Probabilistic set for fast membership testing (may have false positives).

Bloom.create
Int -> Int -> Bloom
Create filter with bit array size and number of hash functions.
# 1000-bit filter with 3 hash functions
filter = Bloom.create 1000 3
Bloom.add / Bloom.contains?
a -> Bloom -> Bloom / Bool
Add element or test membership. contains? may return false positives but never false negatives.

BinaryTree

Simple binary search tree (unbalanced).

BinaryTree.insert / BinaryTree.contains? / BinaryTree.delete
a -> BinaryTree a -> BinaryTree a / Bool
Standard BST operations.
tree = BinaryTree.empty
  |> BinaryTree.insert 5
  |> BinaryTree.insert 3
  |> BinaryTree.insert 7
BinaryTree.to-list tree  # => [3, 5, 7]
BinaryTree.min / BinaryTree.max
BinaryTree a -> Option a
Get minimum or maximum value.

AVLTree

Self-balancing binary search tree with guaranteed O(log n) operations.

AVLTree.insert / AVLTree.delete
a -> AVLTree a -> AVLTree a
Insert or delete while maintaining balance.
AVLTree.height / AVLTree.is-balanced?
AVLTree a -> Int / Bool
Get tree height or verify balance invariant.

RBTree

Red-black tree with guaranteed O(log n) operations.

RBTree.insert / RBTree.contains? / RBTree.find-min / RBTree.find-max
Standard balanced tree operations.

BTree

B-tree optimized for disk-based storage with high branching factor.

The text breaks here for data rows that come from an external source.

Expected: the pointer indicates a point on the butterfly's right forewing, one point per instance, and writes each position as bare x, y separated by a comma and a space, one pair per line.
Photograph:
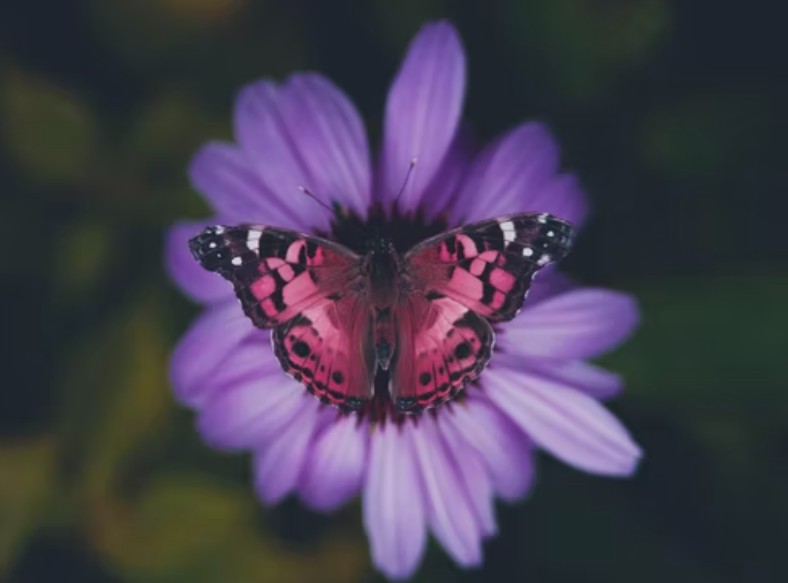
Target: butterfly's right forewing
488, 266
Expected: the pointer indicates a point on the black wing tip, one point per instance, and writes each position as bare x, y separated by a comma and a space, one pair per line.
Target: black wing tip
209, 248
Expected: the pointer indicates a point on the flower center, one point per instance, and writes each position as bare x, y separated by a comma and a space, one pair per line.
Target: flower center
368, 235
402, 230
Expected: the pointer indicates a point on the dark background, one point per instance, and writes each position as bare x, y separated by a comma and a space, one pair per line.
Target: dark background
671, 113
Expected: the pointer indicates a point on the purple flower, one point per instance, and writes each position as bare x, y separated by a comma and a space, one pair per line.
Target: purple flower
439, 471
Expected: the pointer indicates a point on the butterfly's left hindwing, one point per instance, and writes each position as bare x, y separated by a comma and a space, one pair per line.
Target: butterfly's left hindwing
303, 287
488, 266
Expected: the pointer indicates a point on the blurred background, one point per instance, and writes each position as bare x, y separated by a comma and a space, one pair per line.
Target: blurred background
672, 114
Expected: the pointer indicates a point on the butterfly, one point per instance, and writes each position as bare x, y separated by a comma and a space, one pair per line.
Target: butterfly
422, 319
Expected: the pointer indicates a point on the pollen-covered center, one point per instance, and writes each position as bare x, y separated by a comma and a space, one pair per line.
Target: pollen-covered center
402, 231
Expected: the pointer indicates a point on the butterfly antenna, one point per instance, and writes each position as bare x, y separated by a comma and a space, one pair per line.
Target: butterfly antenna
309, 193
411, 166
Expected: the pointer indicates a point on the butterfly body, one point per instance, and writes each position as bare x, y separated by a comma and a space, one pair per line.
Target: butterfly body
420, 320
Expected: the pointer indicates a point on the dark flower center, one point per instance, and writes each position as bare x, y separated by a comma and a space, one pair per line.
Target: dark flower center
362, 235
404, 230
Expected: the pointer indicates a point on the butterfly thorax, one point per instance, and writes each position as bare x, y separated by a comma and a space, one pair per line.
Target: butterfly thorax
383, 268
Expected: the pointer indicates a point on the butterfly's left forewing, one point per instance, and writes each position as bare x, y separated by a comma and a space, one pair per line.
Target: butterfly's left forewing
306, 289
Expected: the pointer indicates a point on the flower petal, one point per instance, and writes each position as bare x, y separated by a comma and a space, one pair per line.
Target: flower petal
222, 173
567, 423
581, 323
201, 285
252, 411
335, 464
438, 198
212, 337
393, 504
519, 173
330, 140
448, 507
277, 466
472, 475
505, 449
422, 112
594, 381
305, 134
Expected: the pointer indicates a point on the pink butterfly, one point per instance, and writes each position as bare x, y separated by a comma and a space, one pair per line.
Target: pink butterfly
416, 323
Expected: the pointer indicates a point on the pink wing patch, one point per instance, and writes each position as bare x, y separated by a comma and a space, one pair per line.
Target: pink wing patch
442, 347
276, 273
324, 348
488, 266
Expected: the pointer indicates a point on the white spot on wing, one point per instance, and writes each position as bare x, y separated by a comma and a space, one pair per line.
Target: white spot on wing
509, 233
253, 240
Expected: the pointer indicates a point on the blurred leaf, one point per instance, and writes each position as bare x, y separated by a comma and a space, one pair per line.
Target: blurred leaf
702, 135
51, 134
116, 393
158, 149
703, 342
27, 477
187, 528
586, 44
84, 251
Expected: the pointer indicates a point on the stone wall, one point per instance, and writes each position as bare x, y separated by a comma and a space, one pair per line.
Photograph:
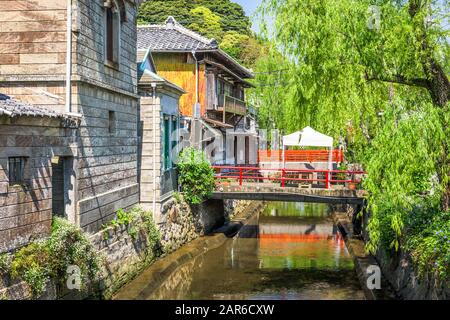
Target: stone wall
125, 256
107, 161
33, 70
26, 210
398, 268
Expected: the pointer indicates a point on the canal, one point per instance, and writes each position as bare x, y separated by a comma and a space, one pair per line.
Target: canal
289, 251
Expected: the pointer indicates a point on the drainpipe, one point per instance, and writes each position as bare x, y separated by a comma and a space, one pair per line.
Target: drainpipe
154, 148
69, 57
194, 120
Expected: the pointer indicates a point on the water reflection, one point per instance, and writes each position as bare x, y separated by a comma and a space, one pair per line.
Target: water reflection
290, 251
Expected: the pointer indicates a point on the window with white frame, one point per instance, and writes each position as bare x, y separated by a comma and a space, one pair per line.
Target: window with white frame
17, 170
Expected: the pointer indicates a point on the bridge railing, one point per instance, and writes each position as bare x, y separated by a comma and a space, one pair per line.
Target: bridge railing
300, 156
285, 177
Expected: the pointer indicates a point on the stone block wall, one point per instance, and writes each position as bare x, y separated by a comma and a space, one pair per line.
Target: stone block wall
107, 159
26, 210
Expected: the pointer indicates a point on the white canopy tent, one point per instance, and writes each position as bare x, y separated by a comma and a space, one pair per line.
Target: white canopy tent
308, 137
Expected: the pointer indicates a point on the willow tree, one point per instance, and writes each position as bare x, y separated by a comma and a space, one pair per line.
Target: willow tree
376, 74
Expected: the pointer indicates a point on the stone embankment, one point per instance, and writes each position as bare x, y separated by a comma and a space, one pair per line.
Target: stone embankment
162, 270
399, 279
125, 255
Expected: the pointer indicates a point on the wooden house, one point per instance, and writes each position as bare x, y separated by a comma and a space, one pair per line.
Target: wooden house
158, 132
215, 86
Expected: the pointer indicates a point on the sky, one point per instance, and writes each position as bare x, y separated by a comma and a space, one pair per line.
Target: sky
250, 7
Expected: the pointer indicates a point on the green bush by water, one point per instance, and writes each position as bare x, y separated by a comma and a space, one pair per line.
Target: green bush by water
196, 176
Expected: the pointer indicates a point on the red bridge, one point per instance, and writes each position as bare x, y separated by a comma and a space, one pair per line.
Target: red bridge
302, 185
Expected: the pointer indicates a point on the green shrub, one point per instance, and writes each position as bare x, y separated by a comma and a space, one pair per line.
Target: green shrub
41, 261
429, 243
31, 263
68, 245
138, 221
143, 221
4, 263
196, 176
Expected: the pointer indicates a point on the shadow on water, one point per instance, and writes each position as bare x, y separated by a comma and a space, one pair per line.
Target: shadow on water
290, 251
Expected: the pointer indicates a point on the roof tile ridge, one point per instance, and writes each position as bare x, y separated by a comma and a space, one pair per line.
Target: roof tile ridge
177, 26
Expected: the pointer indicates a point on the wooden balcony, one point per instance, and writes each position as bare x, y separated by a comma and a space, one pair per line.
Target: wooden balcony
233, 105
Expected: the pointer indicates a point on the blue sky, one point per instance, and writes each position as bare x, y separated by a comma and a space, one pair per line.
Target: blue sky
250, 7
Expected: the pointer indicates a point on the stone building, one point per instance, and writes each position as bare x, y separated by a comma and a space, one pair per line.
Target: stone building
214, 104
159, 148
66, 65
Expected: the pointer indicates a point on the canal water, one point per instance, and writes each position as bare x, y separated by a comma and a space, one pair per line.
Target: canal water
290, 251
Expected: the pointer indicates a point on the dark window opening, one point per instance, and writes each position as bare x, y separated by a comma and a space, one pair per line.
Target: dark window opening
109, 34
17, 166
112, 37
112, 122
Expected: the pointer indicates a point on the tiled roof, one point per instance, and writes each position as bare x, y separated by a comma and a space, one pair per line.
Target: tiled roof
14, 108
172, 37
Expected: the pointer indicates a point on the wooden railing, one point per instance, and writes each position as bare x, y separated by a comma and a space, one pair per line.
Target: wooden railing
300, 156
232, 105
321, 178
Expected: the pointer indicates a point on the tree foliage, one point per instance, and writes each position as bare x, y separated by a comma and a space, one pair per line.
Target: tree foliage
383, 91
206, 22
222, 20
232, 16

BTree.insert / BTree.contains? / BTree.find-min / BTree.find-max
Standard B-tree operations.

MerkleTree

Hash tree for data integrity verification.

MerkleTree.from-list
[a] -> MerkleTree a
Build Merkle tree from list of values.
MerkleTree.root-hash
MerkleTree a -> Option String
Get the root hash (SHA-256 in hex).
tree = MerkleTree.from-list ["a", "b", "c", "d"]
MerkleTree.root-hash tree  # => Some "58c89d..."
MerkleTree.proof / MerkleTree.verify
a -> MerkleTree a -> Option [a] / [a] -> String -> Bool
Generate inclusion proof and verify against root hash.